O mesmo princípio encontramos na literatura, na arte, na religião, no amor da Terra, da Pátria, no direito, no amor da Humanitas, da Ratio e na organização
social e política.

O milagre latino é essencialmente um milagre de organização e de mediação.

A organização fundada no génio romano constituído pelo imperium, provincia potestas, majestas.
Imperium é o poder soberano, a faculdade de mandar, de fixar todas as medidas necessárias.
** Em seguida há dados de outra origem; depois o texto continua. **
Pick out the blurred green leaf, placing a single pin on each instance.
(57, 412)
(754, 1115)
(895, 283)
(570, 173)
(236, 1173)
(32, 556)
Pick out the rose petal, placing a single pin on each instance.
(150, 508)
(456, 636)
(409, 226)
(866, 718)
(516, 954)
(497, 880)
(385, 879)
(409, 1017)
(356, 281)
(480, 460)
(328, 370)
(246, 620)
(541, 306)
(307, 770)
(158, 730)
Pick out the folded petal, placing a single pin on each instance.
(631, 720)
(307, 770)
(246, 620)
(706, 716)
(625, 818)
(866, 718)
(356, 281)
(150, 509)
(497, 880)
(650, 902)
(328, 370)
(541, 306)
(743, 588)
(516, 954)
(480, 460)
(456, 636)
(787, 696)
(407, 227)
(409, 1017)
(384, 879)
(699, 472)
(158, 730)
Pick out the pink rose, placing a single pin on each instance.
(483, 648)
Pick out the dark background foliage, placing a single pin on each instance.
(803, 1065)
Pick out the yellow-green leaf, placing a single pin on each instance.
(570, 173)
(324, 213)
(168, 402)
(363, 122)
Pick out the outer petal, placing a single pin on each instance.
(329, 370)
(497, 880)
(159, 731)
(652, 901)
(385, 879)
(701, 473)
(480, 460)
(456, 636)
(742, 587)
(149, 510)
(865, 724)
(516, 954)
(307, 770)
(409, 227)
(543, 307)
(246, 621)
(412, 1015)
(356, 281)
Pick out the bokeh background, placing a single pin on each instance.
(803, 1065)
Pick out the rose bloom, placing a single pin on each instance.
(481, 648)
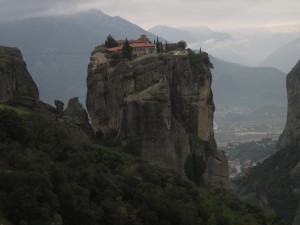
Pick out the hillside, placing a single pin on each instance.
(285, 57)
(250, 102)
(275, 183)
(57, 49)
(250, 87)
(189, 34)
(48, 177)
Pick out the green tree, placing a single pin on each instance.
(181, 44)
(110, 42)
(127, 50)
(157, 45)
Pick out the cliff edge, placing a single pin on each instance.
(160, 107)
(276, 182)
(16, 84)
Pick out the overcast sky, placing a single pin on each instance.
(217, 14)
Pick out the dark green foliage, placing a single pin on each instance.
(255, 150)
(109, 138)
(127, 50)
(181, 45)
(10, 126)
(158, 46)
(194, 168)
(199, 60)
(110, 42)
(210, 147)
(271, 180)
(134, 146)
(52, 179)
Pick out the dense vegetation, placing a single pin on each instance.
(271, 183)
(254, 150)
(46, 177)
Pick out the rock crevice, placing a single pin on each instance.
(156, 102)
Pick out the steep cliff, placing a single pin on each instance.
(19, 89)
(161, 108)
(16, 84)
(291, 134)
(276, 183)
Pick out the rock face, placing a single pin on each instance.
(16, 84)
(161, 108)
(291, 133)
(18, 88)
(76, 117)
(276, 182)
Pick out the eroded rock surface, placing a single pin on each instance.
(16, 84)
(161, 108)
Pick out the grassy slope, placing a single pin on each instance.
(47, 177)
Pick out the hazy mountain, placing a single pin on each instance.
(250, 102)
(285, 57)
(57, 49)
(246, 46)
(235, 85)
(189, 34)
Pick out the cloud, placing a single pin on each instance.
(146, 13)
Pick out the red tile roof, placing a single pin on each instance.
(133, 45)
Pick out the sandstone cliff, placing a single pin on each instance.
(291, 134)
(161, 109)
(18, 88)
(16, 84)
(276, 183)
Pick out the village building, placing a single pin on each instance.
(141, 46)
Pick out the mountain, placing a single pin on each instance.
(250, 102)
(235, 85)
(246, 46)
(49, 176)
(284, 57)
(275, 183)
(160, 107)
(189, 34)
(57, 49)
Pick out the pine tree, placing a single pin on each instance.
(127, 50)
(158, 46)
(110, 42)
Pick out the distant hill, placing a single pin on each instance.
(235, 85)
(189, 34)
(285, 57)
(57, 49)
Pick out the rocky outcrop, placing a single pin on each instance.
(16, 84)
(161, 108)
(291, 133)
(18, 88)
(76, 117)
(276, 182)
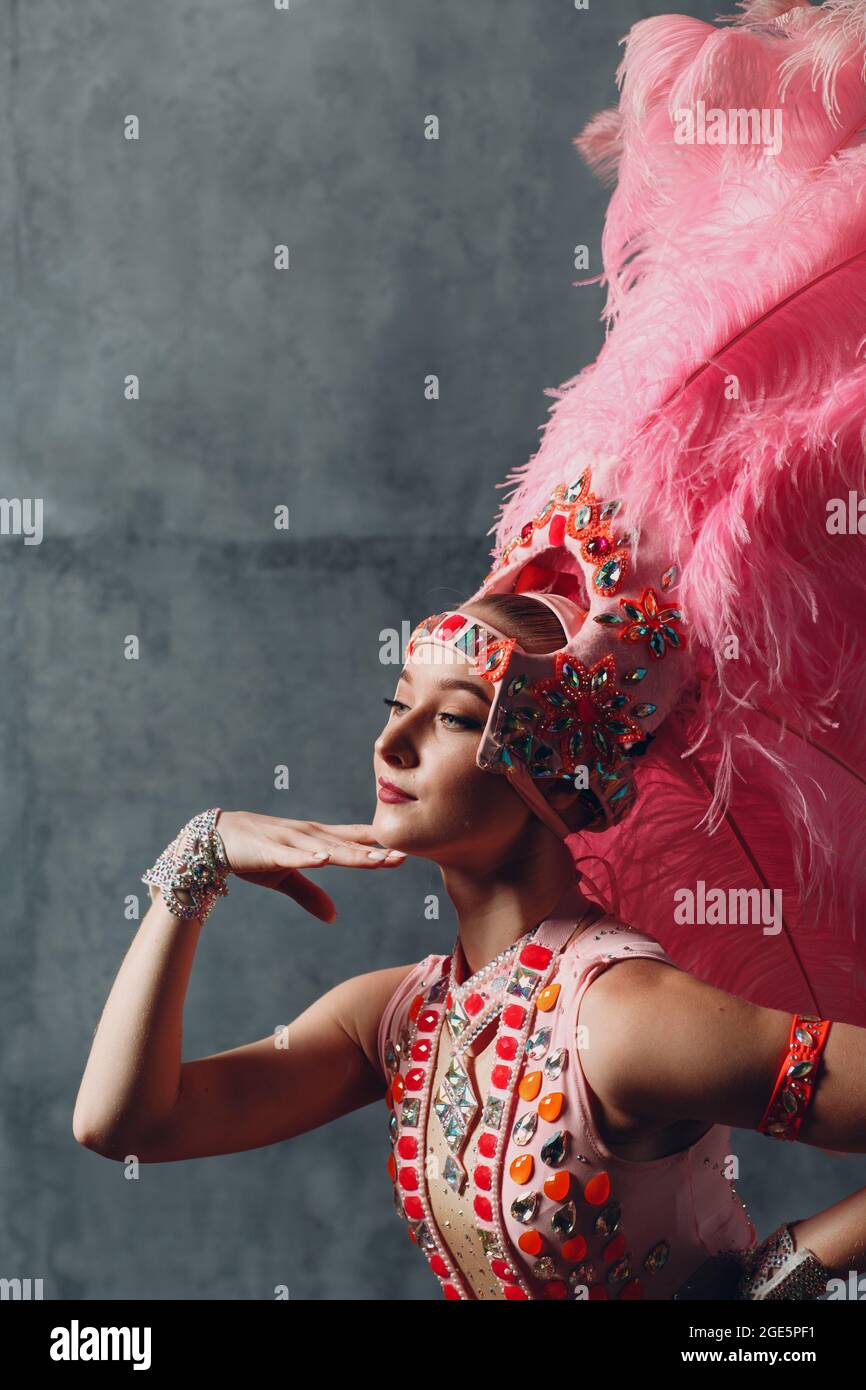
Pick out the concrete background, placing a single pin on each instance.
(257, 648)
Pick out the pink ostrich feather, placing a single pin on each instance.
(731, 389)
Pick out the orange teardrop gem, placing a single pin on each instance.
(551, 1107)
(531, 1243)
(521, 1168)
(548, 997)
(530, 1086)
(558, 1186)
(598, 1189)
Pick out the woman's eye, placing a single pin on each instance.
(458, 720)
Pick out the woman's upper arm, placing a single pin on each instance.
(672, 1047)
(305, 1075)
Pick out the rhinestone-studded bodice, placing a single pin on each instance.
(558, 1215)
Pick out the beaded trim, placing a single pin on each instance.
(193, 862)
(797, 1076)
(776, 1269)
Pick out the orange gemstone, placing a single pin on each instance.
(558, 1186)
(521, 1168)
(574, 1248)
(548, 997)
(551, 1107)
(530, 1086)
(531, 1243)
(598, 1189)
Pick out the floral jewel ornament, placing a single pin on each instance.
(584, 713)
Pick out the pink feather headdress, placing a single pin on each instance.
(731, 395)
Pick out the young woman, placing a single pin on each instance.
(647, 1109)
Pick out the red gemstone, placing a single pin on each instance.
(535, 957)
(449, 626)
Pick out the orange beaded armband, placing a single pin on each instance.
(797, 1076)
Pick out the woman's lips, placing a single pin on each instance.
(389, 792)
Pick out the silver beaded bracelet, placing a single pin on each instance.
(195, 863)
(776, 1269)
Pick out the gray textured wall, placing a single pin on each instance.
(257, 648)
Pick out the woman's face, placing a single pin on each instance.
(459, 812)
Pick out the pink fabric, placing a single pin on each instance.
(683, 1198)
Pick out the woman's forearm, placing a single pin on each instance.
(132, 1075)
(836, 1236)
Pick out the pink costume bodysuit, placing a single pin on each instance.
(546, 1211)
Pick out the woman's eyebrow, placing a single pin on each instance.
(452, 683)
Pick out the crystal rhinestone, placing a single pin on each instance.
(492, 1112)
(523, 982)
(799, 1069)
(524, 1127)
(523, 1208)
(489, 1241)
(658, 1255)
(555, 1148)
(556, 1062)
(608, 1219)
(538, 1044)
(455, 1173)
(608, 574)
(565, 1219)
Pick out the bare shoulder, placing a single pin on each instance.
(359, 1002)
(659, 1041)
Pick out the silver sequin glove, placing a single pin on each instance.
(195, 865)
(776, 1269)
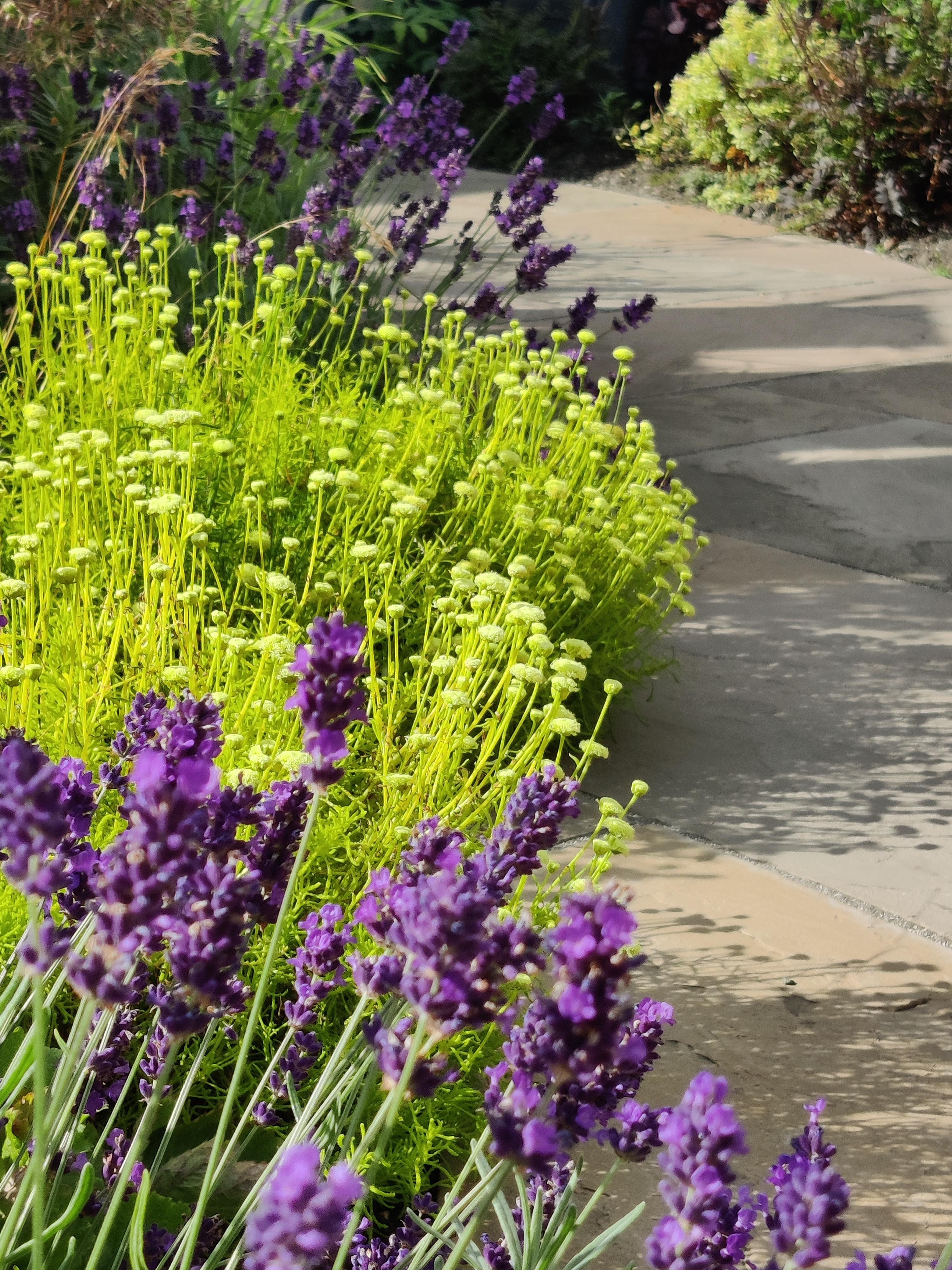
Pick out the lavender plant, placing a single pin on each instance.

A partir de Augusto Imperium é domínio império, reino.
Provincia é a esfera de competência de um alto magistrado fora de Roma e posteriormente o território onde o magistrado exercia o seu poder.
Potestas é o poder político como obreiro e organizador do opus ingens.
Majestas designa a grandeza, a dignidade, dos deuses e do povo romano.

A Mediação é a assimilação de costumes, leis, instituições artes, técnicas, ideias e formas de diversíssimos povos sobretudo dos gregos.

Os romanos transmitiram ao mundo um legado rico a que com Renan chamamos milagre romano difundido pelo latim que, segundo J W. Mackail constitui a base
necessária de metade do pensamento humano. (Cultura Clássica p.171)

A importância do latim

Sendo a mãe das línguas novilatinas como o português, francês e as outras, os falantes novilatinos podem considerar o latim como
segunda língua materna.

Vem a propósito trazer à colação os valores primordiais dos latinos consignados na expressão Mos Majorum. Bem analisada in Ab Urbe Condita de Tito Lívio
(sec.1ºAntes de Cristo) cuja essência vamos considerar.

Mos majorum constitui preceitos normativos reconhecidos por toda a comunidade, obrigada a respeitá-los. São um código não escrito de leis e de conduta
com os seguintes fundamentos:
        Fides (boa fé, lealdade)
        pietas A atitude de forte respeito aos deuses, à pátria, aos pais e à família.
        Majestas Superioridade natural do cidadão romano
        Virtus derivada de vir constituía o ideal de um verdadeiro varão romano
        Gravitas Autodomínio, autoridade e dignidade.
        Constantia Estabilidade nas suas decisões
        Frugalitas frugalidade, temperança, modéstia

Finalmente a tradição e a evolução romana encontram uma clara expressão num edito dos censores no ano 92 a C., conservado na obra do historiador Suetónio
no século II:
“Todo o novo, que é feito contrariando o uso e os costumes dos nossos antepassados, parece não estar certo”.

A concluir a formação da Europa é também tributária do milagre judaico-cristão que atentas as circunstâncias é apenas enunciado. Mas é de registar a
conservação do monoteísmo entre todos os politeísmos circundantes e um diálogo quase permanente com o Transcendente.